De tendens van minder onderwijs voor meer geld wordt nog sterker als alle universiteiten in 2002 of 2003 de zogenaamde 'bachelors' en 'masters' hebben ingevoerd. De huidige vier- of vijfjarige opleidingen worden opgesplitst in een brede en 'praktijkgerichte' driejarige bachelor, gevolgd door een 'wetenschappelijke' master. In de exacte wetenschappen zal deze master twee jaar duren, in de geestes- en maatschappijwetenschappen één of twee jaar. Een éénjarige master is een ernstige verarming van de wetenschappelijke studie. Een tweejarige master betekent een verdere verarming van de studenten. Het vijfde studiejaar valt immers buiten de vierjarige studiefinanciering en moet wellicht door de studenten zélf worden betaald. Minister Hermans liet dit jaar weten dat het collegegeld voor de nieuwe topmasters wat hem betreft mag oplopen tot 15.000 gulden. Daarbij komt, dat terwijl de kosten voor -levensonderhoud sterk stegen, de studiefinanciering het afgelopen decennium nagenoeg is gehalveerd.

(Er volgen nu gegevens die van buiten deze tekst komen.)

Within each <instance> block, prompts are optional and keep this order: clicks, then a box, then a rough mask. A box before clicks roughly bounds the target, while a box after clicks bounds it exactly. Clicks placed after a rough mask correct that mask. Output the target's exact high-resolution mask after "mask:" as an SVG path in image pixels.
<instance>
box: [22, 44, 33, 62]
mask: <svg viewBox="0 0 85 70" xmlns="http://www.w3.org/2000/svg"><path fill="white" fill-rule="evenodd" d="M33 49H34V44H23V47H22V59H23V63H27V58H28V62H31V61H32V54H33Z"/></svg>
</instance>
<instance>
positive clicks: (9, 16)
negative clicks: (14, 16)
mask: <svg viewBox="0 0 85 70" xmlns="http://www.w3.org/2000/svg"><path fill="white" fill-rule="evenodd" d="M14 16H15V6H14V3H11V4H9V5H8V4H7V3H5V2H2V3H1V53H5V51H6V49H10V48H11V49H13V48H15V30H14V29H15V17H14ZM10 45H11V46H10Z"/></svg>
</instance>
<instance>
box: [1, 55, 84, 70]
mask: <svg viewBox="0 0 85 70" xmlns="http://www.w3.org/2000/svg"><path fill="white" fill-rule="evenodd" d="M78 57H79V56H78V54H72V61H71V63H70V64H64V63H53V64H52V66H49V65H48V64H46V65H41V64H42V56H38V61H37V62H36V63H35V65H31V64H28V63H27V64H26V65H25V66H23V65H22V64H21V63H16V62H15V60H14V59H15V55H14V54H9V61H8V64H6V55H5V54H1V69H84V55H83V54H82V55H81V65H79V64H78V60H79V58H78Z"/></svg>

De toegankelijkheid van het wetenschappelijk onderwijs speelt tot op heden nauwelijks een rol in de discussies over de bachelors en masters. Toch dreigt studeren elitair te worden. Van de studenten in het wetenschappelijk onderwijs komt nu al tweederde uit een gezin met hoogopgeleide ouders. De meest elitaire studies zijn medi-cijnen en rechten. Ouders van wo-studenten verdienen per maand netto gemiddeld duizend gulden meer dan die van hbo-studenten (Studentenmonitor 2000). Als de invoering van bachelors en masters gepaard gaat met verdere vercommercialisering zal dit de toegankelijkheid van de universiteiten nog meer beperken.